Le fait de n'avoir aucunes compagnies est aussi quelque chose d'horrible à supporter. Les repas apparaissent comme par magie sur mon bureau dès que je me réveille d'une micro sieste. Quelque part dans mon esprit, je suis consciente que cette situation est la meilleure surtout si elle m'évite un sort funeste. Je n'ai jamais pris à la légère les avertissements de Lucius. Mais j'avoue, que vivre ça... Les rends réels et terrifiants. Bien plus que pendant nos discussions !

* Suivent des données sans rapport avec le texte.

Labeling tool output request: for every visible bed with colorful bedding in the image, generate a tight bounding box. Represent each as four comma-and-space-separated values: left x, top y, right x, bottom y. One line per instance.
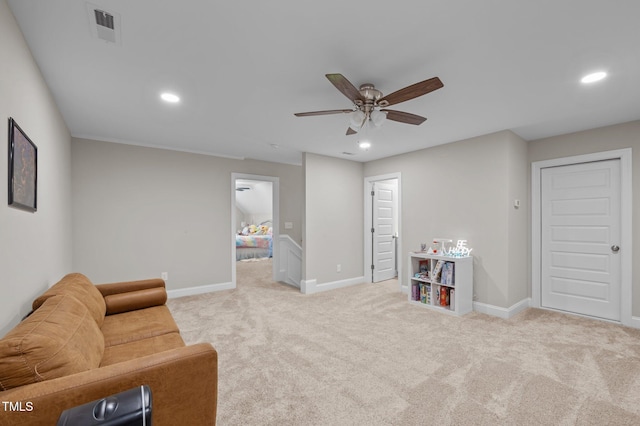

Je prie chaque jours que la personne qui m'a vu ne soit pas un supérieur de Lucius et que cela sera bientôt un mauvais souvenir.
A chaque sons étouffées que je perçois de l'extérieur, j'espère que c'est mon employeur qui viendra ouvrir la porte pour me libérer mais à chaque fois, c'est la même déception amer..
Depuis quelques jours, du moins je le suppose. Je me parle à moi-même afin de rompre la monotonie quotidienne. Je suppose que l'été s'est bien installé car malgré l'épaisseur des pierres, le feu donne une chaleur étouffante mais je n'ose pas encore le laisser mourir pour faire baisser un peu la température, le noir m'effrayant trop.
J'arrive désormais à dormir plus longtemps, et c'est devenu un luxe, mes rêves m'offrent un échappatoire salvateur. Surtout, quand il traite de Lucius et de ses talents délicieux...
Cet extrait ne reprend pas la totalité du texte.